The 2030 Agenda for Sustainable Development and Sustainable Development Goal 9 recognize the centrality of inclusive and sustainable industrialization for development. African leaders made a bold statement towards inclusive growth and sustainable development in their own Common African Position on the post-2015 development agenda and the African Union’s 50th Anniversary Solemn Declaration, culminating in the Africa Agenda 2063, and its First Ten Year Implementation Plan. Many African countries have already proceeded to formulate national strategies to take advantage of the current global momentum for fostering inclusive and sustainable industrial development.
In this context, the African leaders attending the High-level event on “Operationalization of the 2030 Agenda for Africa’s Industrialization” called upon the international community to raise its financial support in line with Goal 9 of the 2030 Agenda for Sustainable Development, and to back industrial and infrastructural projects underpinning this development, especially as articulated under Aspiration 1 of the Africa’s Agenda 2063, which calls for a prosperous Africa based on inclusive growth and sustainable development. In particular, they called upon the private sector to recognize Africa’s export and domestic market potential, and invited foreign investors to substantively increase their commitments to the continent. They also called upon international organizations to provide industrial policy advice and technical cooperation programmes to enable African countries to implement their strategies and to forge stronger regional and inter-regional cooperation. They emphasized the urgency for all countries to promote structural transformation, technological change and innovation.

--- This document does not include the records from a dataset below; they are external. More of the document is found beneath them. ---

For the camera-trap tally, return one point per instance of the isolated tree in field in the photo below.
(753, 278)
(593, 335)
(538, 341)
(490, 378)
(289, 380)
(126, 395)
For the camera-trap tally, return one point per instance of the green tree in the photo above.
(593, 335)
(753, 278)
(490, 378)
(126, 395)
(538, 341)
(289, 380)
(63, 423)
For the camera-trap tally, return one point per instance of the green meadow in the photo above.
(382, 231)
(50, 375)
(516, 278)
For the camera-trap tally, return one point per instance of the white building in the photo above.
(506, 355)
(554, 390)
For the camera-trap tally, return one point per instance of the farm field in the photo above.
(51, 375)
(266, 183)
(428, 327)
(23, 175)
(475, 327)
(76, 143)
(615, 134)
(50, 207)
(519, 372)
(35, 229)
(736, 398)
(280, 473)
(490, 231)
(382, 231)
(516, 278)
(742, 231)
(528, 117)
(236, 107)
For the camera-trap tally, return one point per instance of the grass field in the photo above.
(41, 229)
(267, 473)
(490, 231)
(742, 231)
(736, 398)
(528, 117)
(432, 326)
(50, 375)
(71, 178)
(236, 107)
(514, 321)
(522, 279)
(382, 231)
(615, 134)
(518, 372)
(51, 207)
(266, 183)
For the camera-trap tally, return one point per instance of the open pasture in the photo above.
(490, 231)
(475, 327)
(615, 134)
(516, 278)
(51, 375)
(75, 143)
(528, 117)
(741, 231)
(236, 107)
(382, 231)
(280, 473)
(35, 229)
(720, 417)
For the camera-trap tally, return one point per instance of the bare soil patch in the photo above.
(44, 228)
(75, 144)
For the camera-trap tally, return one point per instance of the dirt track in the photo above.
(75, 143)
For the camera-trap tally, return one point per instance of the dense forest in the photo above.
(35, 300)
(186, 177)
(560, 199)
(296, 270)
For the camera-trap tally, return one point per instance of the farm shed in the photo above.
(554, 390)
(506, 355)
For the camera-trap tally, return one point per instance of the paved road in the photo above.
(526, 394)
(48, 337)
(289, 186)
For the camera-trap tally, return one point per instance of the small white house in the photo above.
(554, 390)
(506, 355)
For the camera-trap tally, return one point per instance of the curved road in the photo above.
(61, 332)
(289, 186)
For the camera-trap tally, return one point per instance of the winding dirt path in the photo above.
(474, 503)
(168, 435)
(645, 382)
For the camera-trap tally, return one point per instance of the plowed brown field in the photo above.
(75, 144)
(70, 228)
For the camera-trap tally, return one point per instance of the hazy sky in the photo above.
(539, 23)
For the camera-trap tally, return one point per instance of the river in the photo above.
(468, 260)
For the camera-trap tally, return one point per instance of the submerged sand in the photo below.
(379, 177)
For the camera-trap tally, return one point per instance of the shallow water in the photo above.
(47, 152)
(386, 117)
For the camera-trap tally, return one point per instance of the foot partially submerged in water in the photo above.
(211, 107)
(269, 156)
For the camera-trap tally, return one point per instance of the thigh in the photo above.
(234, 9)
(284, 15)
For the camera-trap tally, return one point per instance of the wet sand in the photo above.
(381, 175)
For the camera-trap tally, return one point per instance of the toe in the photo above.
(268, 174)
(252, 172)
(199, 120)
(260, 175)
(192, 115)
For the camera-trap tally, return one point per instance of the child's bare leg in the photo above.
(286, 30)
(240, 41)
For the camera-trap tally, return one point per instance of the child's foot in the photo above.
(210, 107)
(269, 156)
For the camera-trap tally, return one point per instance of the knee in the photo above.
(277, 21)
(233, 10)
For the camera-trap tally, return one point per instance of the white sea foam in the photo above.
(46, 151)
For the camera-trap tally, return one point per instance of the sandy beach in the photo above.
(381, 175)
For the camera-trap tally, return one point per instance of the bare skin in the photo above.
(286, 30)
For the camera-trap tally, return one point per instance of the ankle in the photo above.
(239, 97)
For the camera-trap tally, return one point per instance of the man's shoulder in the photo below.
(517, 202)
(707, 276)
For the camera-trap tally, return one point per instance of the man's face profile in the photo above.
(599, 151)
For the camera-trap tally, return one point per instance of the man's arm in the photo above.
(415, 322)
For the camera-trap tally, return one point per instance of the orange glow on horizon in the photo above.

Regional Economic integration, intra-African trade, increased foreign direct investment and official development assistance, and South-South and triangular cooperation will be fundamental pillars of this process. UNIDO’s new Programmes for Country Partnership, the New Partnership for Africa’s Development (NEPAD), the African Mining Vision and the Action Plan for the Accelerated Industrial Development of Africa (AIDA) are promising mechanisms for mobilizing multi-stakeholder coalitions to promote industrialization. As also witnessed during the Third International Conference on Financing for Development, and the adoption of the Addis Ababa Action Agenda, emphasis should continue to be placed on inclusive economic growth and sustainable industrial development.
Now that the world has adopted the 2030 Agenda, we invoke all stakeholders to join forces and form a new global partnership for its implementation, particularly for the most vulnerable countries in Africa, including for the LDCs, the LLDCs and the SIDs. We need to seize this historical moment and take substantial steps collectively to achieve the transformative agenda of inclusive and sustainable industrial development for the benefit of all countries and their populations on the continent. The AUC, OSAA, UNECA and UNIDO fully commit themselves to support Member States in their calling upon the General Assembly to pass in 2016 a resolution for a Decade of African Industrialization 2016-2025.